PROFESSOR RONALD KROTOSZYNSKI participated on a plenary panel considering “Privacy versus Free Speech: Perspectives from the U.S., Europe, and Brazil,” on April 20, 2018, at a symposium on Technology, Media, and Privacy. The symposium was sponsored by the Center for Governmental Responsibility at the University of Florida Levin College of Law in Gainesville, Florida. On April 11, Professor Krotoszynski presented chapters one and seven of his current book project, The Disappearing First Amendment: On the Decline of Freedom of Speech and the Growing Problem of Inequality among Speakers, at a faculty workshop hosted by the law faculty at the University of Utah S. J. Quinney College of Law. On April 5, the law faculty at the Indiana University-Indianapolis McKinney School of Law hosted him at a faculty workshop, where he shared chapters one and six of his forthcoming book. Professor Krotoszynski recently has published, “Our Shrinking First Amendment: On the Growing Problem of Reduced Access to Public Property for Speech Activity and Some Suggestions for a Better Way Forward,” 78 Ohio State Law Journal 779 (2017).
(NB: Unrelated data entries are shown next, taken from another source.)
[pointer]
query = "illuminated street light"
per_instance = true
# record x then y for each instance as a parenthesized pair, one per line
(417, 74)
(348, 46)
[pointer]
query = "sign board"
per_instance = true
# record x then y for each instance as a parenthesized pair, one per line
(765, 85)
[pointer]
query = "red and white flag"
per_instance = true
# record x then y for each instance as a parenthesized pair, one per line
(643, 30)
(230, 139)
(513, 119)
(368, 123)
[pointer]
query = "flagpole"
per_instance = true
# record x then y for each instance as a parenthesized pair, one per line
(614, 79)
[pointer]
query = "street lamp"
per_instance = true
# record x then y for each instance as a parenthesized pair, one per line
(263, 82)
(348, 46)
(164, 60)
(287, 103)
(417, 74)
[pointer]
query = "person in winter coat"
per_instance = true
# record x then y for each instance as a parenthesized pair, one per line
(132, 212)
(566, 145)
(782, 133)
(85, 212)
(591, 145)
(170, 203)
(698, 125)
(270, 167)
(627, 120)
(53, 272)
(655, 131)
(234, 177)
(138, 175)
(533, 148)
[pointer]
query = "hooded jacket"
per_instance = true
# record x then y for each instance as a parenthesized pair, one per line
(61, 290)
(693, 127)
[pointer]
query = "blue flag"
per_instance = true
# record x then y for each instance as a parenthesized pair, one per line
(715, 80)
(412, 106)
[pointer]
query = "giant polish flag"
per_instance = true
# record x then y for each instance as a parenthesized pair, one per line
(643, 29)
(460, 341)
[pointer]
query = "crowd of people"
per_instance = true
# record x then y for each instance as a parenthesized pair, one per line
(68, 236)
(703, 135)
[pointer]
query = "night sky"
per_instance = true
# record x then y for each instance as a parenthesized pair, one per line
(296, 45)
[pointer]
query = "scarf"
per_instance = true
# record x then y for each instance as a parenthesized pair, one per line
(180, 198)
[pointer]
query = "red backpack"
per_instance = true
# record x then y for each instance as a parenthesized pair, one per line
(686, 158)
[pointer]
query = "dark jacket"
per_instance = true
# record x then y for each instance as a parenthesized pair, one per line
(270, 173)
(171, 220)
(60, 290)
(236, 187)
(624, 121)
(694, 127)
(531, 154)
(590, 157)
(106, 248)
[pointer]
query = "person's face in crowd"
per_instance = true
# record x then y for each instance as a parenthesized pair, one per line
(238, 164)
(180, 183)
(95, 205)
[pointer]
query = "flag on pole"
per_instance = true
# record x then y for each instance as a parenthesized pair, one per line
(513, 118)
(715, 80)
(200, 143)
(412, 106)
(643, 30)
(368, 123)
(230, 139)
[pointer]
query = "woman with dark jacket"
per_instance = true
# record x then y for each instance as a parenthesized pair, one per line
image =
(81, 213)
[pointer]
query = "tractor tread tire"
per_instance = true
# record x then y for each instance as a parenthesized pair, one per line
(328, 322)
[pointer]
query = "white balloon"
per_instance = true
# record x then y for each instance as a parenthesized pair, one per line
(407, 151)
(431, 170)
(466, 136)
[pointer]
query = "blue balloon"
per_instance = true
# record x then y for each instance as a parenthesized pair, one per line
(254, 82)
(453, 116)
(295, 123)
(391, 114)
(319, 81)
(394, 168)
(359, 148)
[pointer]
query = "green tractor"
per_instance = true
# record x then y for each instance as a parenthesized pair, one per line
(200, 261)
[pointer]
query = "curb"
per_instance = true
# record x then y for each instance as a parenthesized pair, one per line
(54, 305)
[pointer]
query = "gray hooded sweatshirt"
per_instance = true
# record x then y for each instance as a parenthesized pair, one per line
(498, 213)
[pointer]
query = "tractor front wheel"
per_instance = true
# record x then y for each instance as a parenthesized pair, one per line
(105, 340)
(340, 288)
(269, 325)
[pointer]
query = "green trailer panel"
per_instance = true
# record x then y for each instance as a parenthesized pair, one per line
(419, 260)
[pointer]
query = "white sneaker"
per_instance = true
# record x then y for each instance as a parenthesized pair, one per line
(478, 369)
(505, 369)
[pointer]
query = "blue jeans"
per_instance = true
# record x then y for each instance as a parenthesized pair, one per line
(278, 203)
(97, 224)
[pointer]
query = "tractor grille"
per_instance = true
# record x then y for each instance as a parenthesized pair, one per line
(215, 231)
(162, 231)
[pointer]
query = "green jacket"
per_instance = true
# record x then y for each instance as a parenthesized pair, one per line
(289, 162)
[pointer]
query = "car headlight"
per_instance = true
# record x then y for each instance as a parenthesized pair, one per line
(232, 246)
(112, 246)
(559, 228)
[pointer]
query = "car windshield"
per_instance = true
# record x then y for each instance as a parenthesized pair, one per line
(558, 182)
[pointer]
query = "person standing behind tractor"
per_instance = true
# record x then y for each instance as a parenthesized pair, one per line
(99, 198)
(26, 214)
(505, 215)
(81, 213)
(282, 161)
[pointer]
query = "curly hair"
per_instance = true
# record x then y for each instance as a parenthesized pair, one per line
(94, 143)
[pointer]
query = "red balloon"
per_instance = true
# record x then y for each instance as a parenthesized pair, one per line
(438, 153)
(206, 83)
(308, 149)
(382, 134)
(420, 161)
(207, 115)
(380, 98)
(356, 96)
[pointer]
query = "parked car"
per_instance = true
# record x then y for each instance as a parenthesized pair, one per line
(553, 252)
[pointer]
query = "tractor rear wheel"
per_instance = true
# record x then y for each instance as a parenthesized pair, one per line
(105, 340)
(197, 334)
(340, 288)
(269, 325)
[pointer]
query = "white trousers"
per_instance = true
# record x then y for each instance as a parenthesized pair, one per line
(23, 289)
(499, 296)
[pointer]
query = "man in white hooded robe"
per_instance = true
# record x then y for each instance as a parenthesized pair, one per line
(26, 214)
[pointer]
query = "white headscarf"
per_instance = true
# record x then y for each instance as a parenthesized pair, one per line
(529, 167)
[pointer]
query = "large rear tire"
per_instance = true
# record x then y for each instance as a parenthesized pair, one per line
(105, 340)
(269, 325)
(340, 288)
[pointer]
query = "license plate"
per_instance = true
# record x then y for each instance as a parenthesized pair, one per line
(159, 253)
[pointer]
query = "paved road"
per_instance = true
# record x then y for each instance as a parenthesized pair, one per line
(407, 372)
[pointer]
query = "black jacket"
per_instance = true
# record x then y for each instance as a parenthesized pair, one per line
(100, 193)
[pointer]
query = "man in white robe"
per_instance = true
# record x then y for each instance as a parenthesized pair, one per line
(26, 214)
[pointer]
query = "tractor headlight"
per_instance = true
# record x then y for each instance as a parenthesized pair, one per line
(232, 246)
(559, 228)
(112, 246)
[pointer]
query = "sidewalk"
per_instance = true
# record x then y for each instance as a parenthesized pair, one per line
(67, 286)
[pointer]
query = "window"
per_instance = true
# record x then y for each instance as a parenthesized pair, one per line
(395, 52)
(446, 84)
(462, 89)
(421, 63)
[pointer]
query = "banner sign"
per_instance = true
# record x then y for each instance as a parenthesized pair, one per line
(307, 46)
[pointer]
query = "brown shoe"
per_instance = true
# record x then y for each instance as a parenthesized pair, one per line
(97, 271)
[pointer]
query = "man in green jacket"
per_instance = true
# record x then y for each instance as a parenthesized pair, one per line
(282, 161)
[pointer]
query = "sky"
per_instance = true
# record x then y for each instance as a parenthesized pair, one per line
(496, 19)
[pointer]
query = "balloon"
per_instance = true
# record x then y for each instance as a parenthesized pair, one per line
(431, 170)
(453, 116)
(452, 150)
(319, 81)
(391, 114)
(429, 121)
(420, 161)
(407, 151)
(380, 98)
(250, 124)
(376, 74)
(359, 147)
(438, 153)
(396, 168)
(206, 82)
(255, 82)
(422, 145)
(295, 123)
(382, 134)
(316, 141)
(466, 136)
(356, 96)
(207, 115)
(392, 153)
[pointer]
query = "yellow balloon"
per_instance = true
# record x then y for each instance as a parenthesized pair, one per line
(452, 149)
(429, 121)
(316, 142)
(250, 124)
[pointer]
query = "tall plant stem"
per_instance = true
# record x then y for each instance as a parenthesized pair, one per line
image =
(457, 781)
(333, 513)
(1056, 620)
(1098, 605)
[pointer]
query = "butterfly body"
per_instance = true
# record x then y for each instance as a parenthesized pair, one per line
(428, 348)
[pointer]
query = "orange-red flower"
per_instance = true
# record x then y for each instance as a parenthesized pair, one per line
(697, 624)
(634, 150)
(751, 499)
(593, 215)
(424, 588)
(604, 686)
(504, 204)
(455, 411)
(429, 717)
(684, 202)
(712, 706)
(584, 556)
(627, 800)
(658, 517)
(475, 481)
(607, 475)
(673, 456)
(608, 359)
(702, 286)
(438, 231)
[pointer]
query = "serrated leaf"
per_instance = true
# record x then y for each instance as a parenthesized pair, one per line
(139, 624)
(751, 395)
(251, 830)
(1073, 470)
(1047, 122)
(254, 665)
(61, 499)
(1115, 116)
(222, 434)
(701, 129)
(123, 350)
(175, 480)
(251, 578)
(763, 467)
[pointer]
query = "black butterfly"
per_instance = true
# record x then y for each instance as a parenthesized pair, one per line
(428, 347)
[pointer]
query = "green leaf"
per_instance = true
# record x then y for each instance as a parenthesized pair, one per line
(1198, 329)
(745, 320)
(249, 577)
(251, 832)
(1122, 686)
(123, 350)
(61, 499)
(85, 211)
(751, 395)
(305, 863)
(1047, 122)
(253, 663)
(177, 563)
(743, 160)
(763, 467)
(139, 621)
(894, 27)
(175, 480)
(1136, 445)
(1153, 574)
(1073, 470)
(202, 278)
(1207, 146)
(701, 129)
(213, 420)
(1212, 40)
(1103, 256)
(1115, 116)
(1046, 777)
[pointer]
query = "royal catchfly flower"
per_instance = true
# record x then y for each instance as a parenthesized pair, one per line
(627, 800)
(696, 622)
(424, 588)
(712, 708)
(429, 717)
This article constitutes his somewhat contrarian contribution to a symposium that the Moritz College of Law at Ohio State University hosted that considered “The Expanding First Amendment.”
PROFESSOR ADAM STEINMAN published his essay, “Non-majority Opinions and Biconditional Rules,” 128 Yale L.J. F. 1 (2018). https://www.yalelawjournal.org/forum/nonmajority-opinions-biconditional-rules. It was featured on SCOTUSblog (http://www.scotusblog.com/2018/03/monday-round-up-386/) and the Legal Theory Blog (http://lsolum.typepad.com/legaltheory/2018/03/steinman-on-non-majority-opinions-and-biconditional-rules.html).
Professor Steinman’s article, “Access to Justice, Rationality, and Personal Jurisdiction,” was accepted for publication in the Vanderbilt Law Review.
PROFESSOR FREDRICK VARS was an invited speaker at a Yale Law School panel on creative public health approaches for combating gun violence.
The views, opinions, and conclusions expressed by faculty in their publications or research activities are those of the author and not necessarily those of The University of Alabama or its officers and trustees. The content of faculty publications has not been approved by The University of Alabama, and the author is solely responsible for that content.